IRA contribution limits for married couples change on an annual basis. Individual contributions are limited to $5,000 in tax year 2012, and $5,500 in tax year 2013. There are income "phase outs" that affect contribution limits. There are also "catch-up" contributions available for taxpayers age 50 or over before the end of the calendar year, allowing an additional annual contribution of $1,000. Traditional IRAs and Roth IRAs typically have identical contribution limits. Always check with current IRS regulations to use up-to-date information.
Regardless of IRS permitted maximums, your tax-deductible contributions are limited to the amount you earn. For example, even if you are subject to a $5,500 annual contribution maximum, should you earn only $2,000 in a calendar year, your contribution is capped at $2,000 -- 100 percent of your earnings.
Although your IRA contribution for the year cannot exceed your earned income, taxpayers who submit tax returns as married filing jointly can take advantage of a spousal exemption, permitting a married couple to make maximum contributions even if one spouse does not work. Contribution limits are controlled by income restrictions. Married couples earning less than $173,000 in adjusted gross income for tax year 2013 can contribute the maximum annual contribution to their IRA. The maximum contribution for joint filers begins to phase out for couples earning more than $173,000 in 2013.

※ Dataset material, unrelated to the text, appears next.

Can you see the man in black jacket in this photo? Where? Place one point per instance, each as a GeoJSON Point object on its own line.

If you roll over balances from other IRA accounts, you do not have the annual contribution restrictions on the dollar amounts you roll over. Since rollover IRA balances are monies deposited in previous years, the IRS allows you to transfer these balances to different IRA accounts without penalty.
The IRS limits for annual contributions to traditional and Roth IRAs are the same, but traditional and Roth IRAs work differently for tax purposes. The annual contribution limit is the maximum for all of your IRAs, and the amount of money you contribute to a traditional IRA is tax deductible in the year of your deposits, provided you meet the income requirements are your deduction is not phased out. When you retire or reach age 70 1/2, your withdrawals are taxed as ordinary income. Your contributions to a Roth IRA are after tax, with no deductibility during your contribution years. However, you will enjoy making tax-free withdrawals when you retire. Therefore, you will not be taxed twice.